P5 – ab 2026 auch für Patient:innen in Behinderteneinrichtungen

Eine Frau wird im Rollstuhl geschoben

iStock/YakobchukOlena

Ab dem 1. Januar 2026 gibt es eine weitere Verbesserung im HZV-Vertrag mit der AOK Baden-Württemberg: Die Pflegeheimpauschale (P5) wird erweitert und gilt künftig auch für die Betreuung von Patient:innen in Behinderteneinrichtungen. Bisher war die P5 ausschließlich für die Versorgung von Menschen in Pflege- und Seniorenheimen vorbehalten – das ändert sich nun.

 

Was bedeutet das konkret?

Ab 2026 können Hausärzt:innen die Pflegeheimpauschale P5 im AOK-HZV-Vertrag auch dann abrechnen, wenn sie Menschen in Behinderteneinrichtungen betreuen. Der bisherige Sonderzuschlag für die Versorgung in Behinderteneinrichtungen entfällt zum 31. Dezember 2025. Damit wird die Versorgung von Patient:innen in Pflege- und Seniorenheimen sowie in Behinderteneinrichtungen künftig einheitlich und unkompliziert über die P5 honoriert.

Die wichtigsten Vorteile auf einen Blick

  • Keine Mindestpatientenzahl: Die P5 kann künftig ohne Mindestpatientenzahl abgerechnet werden. Die bisherige Hürde von mindestens 50 Patient:innen entfällt.
  • Weniger Bürokratie: Es müssen keine Patientenlisten mehr an die AOK gesendet werden.
  • Flexibilität bei gemischten Einrichtungen: Die Versorgung von Patient:innen in Einrichtungen mit gemischtem Klientel (z. B. Pflege- und Behinderteneinrichtungen in einem Haus) wird erleichtert.
  • Sichere und fehlerarme Abrechnung: Die P5 wird wie gewohnt im Abrechnungsnachweis ausgewiesen – technisch unkompliziert und transparent.
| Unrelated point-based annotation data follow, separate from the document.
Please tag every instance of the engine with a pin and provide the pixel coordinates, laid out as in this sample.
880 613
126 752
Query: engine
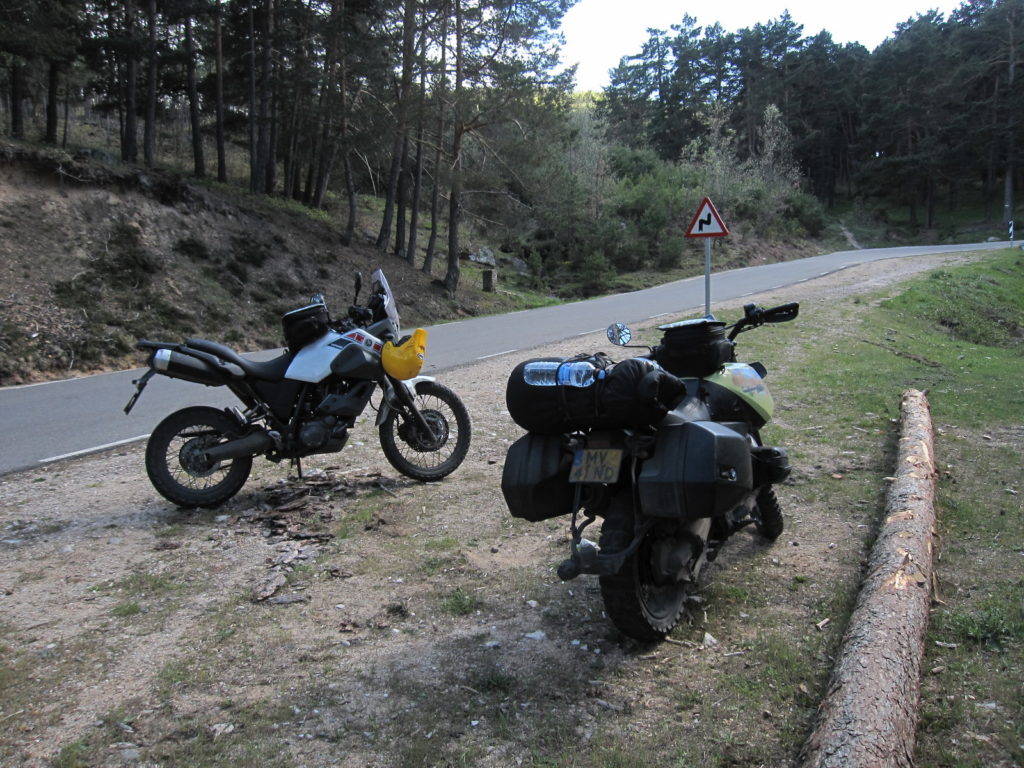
323 435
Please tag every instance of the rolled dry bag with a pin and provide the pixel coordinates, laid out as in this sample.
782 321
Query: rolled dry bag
633 393
693 347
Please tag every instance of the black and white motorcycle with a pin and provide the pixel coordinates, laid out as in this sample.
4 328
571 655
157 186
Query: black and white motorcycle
665 448
303 401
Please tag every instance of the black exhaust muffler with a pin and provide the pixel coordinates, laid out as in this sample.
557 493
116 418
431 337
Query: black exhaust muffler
253 443
181 366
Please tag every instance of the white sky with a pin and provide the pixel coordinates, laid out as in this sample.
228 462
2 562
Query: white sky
598 33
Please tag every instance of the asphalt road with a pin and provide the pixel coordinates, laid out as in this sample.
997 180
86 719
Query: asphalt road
52 421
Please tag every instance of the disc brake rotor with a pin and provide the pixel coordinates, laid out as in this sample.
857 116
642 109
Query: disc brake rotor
418 439
193 459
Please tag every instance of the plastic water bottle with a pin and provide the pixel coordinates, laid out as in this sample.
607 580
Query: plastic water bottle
553 373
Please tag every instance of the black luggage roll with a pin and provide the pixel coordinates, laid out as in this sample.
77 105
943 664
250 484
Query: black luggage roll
694 347
633 393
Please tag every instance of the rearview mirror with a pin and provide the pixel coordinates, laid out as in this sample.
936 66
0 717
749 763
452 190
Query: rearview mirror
620 334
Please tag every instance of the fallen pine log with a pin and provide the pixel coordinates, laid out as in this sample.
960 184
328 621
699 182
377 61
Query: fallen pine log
869 714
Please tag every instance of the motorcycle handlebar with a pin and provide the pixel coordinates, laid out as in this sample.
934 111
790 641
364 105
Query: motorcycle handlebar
755 315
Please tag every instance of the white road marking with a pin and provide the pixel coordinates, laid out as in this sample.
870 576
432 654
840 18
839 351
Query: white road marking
93 450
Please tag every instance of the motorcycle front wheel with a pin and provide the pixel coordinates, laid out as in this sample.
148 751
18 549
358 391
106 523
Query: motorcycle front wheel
639 606
419 455
175 464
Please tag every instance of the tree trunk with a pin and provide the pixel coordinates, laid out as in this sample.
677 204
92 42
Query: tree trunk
199 161
346 239
414 219
258 182
254 165
1008 183
219 98
16 100
52 94
150 131
868 716
384 236
129 137
401 200
455 200
428 259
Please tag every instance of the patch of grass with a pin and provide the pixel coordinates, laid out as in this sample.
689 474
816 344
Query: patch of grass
125 609
458 602
995 620
75 755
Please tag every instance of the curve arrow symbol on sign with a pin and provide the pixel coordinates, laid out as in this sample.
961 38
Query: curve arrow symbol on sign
707 223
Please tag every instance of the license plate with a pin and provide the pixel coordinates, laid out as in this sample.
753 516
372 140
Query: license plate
596 465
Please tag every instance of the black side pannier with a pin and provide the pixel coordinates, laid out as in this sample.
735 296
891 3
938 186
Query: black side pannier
633 393
697 469
536 478
694 347
304 325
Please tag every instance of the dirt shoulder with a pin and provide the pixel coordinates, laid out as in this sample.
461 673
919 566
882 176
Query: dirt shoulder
417 625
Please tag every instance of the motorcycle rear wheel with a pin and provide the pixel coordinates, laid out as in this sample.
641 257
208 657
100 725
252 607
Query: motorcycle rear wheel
634 601
174 465
769 523
423 457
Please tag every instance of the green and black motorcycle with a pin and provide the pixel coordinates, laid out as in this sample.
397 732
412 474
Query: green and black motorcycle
665 448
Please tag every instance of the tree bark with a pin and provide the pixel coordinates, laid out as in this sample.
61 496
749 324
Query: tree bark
221 154
129 137
199 161
52 94
458 127
150 131
16 100
868 716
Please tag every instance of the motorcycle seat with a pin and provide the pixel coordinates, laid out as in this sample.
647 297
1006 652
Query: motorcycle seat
272 370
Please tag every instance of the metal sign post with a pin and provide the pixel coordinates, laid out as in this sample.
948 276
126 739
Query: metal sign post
707 223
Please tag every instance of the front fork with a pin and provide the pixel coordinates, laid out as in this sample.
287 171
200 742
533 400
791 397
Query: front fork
400 396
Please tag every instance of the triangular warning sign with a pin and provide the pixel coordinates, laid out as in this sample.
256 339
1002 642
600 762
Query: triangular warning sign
707 223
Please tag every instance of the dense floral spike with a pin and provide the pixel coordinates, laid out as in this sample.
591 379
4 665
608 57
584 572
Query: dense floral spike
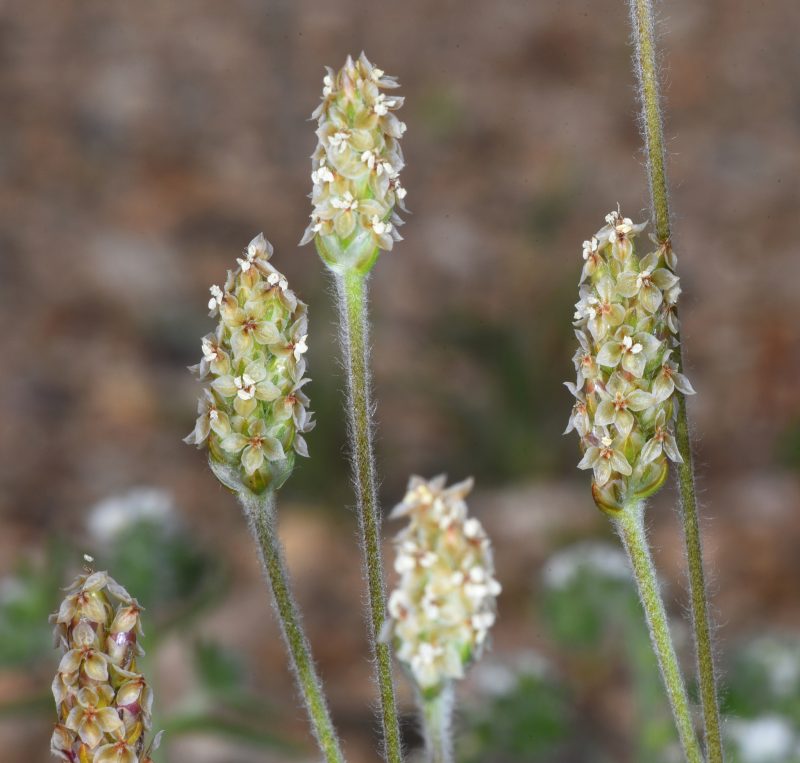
356 168
253 412
626 327
103 703
444 604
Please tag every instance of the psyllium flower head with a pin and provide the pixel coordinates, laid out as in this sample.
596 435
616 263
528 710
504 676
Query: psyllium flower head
253 412
356 167
103 702
444 604
626 327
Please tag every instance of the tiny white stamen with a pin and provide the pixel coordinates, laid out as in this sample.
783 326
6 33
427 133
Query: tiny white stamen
300 348
216 297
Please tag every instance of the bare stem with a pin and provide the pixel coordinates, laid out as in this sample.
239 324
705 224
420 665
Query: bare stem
260 513
630 526
647 71
437 717
351 289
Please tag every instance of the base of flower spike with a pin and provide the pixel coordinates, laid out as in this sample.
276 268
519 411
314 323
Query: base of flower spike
357 254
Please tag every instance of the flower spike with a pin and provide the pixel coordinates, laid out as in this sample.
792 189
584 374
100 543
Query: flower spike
625 387
444 604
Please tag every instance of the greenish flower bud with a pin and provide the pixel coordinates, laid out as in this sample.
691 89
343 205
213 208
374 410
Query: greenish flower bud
253 412
444 605
356 168
104 704
626 327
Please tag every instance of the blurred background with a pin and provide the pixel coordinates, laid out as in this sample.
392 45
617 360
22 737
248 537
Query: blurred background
142 145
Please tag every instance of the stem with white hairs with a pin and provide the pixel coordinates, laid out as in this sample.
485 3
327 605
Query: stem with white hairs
260 513
352 294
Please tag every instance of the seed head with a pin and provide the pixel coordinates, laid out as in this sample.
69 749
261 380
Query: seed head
253 412
444 604
626 326
103 702
356 168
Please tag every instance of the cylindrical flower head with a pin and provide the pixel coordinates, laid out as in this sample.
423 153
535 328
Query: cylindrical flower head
444 604
253 412
356 168
626 327
103 702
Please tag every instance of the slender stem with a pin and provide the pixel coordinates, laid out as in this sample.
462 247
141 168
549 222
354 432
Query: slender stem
642 22
437 718
352 290
630 525
260 513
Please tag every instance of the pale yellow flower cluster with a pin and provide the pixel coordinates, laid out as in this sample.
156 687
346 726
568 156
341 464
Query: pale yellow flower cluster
626 325
356 167
103 702
253 413
444 603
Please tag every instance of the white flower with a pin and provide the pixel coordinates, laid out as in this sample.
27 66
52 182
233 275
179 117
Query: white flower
630 347
210 351
383 104
340 140
322 174
444 604
277 278
345 202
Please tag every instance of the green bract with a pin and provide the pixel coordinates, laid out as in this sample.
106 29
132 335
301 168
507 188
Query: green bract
253 412
356 168
626 327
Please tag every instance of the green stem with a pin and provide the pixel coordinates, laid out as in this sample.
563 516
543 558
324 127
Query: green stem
437 717
352 289
260 513
630 525
642 21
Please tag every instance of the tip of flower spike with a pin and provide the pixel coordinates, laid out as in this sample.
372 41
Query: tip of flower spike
356 168
625 382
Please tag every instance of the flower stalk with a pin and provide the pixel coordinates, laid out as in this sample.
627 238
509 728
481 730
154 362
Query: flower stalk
252 415
626 389
641 12
356 190
351 289
629 523
260 513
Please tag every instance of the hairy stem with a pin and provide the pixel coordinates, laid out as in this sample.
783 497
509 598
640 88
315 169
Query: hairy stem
642 22
260 513
437 719
630 526
352 289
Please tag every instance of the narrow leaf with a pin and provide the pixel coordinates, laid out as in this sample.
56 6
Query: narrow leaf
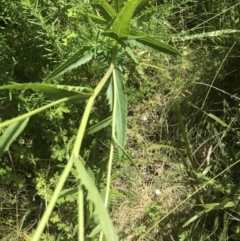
218 120
121 109
10 134
104 123
152 43
95 231
195 217
131 54
52 90
122 22
94 196
81 57
106 10
95 18
118 5
141 5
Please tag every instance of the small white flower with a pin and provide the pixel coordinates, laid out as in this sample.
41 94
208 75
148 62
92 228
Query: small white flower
157 192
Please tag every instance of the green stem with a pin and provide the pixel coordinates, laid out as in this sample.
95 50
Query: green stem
36 111
75 152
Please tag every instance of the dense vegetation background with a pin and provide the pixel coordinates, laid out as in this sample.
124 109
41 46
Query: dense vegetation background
182 130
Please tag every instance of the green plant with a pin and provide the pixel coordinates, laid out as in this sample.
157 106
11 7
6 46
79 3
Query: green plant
114 41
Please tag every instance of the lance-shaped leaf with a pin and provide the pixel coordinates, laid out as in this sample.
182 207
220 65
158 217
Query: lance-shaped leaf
121 24
106 10
118 5
152 43
95 18
94 196
52 90
121 106
141 5
10 134
81 57
99 126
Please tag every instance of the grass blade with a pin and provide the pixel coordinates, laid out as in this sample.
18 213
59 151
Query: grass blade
10 134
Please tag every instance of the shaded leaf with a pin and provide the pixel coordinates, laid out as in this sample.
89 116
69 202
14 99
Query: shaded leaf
81 57
94 196
152 43
10 135
52 90
122 22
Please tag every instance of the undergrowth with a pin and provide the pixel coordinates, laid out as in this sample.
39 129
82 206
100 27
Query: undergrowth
180 180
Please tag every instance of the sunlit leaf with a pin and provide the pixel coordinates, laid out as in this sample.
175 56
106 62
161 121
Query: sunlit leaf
81 57
94 196
10 135
152 43
195 217
131 54
141 5
95 18
52 90
218 120
106 10
118 5
121 102
99 126
122 22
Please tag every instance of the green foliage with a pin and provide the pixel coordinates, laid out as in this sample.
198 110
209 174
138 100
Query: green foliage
59 173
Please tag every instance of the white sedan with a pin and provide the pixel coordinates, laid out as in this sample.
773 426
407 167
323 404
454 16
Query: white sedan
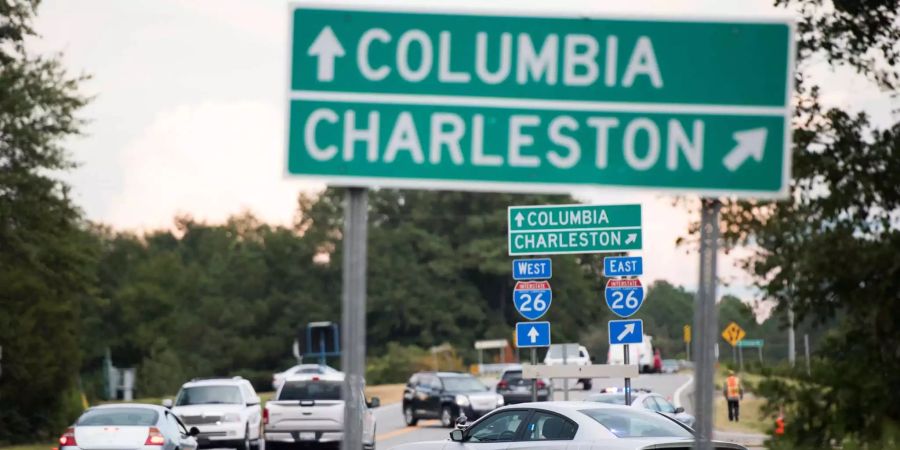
568 426
129 425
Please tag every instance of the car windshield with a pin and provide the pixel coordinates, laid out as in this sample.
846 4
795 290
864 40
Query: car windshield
122 417
462 384
555 351
614 399
625 423
511 375
205 395
311 390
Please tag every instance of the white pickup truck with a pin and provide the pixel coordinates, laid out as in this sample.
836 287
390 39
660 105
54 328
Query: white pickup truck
308 409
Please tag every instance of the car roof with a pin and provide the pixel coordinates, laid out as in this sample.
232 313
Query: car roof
216 382
157 408
338 376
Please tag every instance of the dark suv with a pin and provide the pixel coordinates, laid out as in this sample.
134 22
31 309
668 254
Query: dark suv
446 396
516 389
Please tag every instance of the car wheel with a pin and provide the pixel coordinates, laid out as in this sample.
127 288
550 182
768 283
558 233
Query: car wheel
409 417
245 445
447 419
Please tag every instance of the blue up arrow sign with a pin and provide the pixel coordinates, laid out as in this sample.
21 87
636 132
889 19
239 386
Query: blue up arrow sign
626 331
532 334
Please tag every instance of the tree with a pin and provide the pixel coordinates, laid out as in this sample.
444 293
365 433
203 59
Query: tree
46 257
829 252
Die Umstellung erfolgt zum 1. Quartal 2026. Damit profitieren ab dem kommenden Jahr alle Hausärzt:innen, die am HZV-Vertrag mit der AOK BW teilnehmen, von mehr Flexibilität und weniger administrativem Aufwand bei der Versorgung von Menschen in Wohn- und Behinderteneinrichtungen.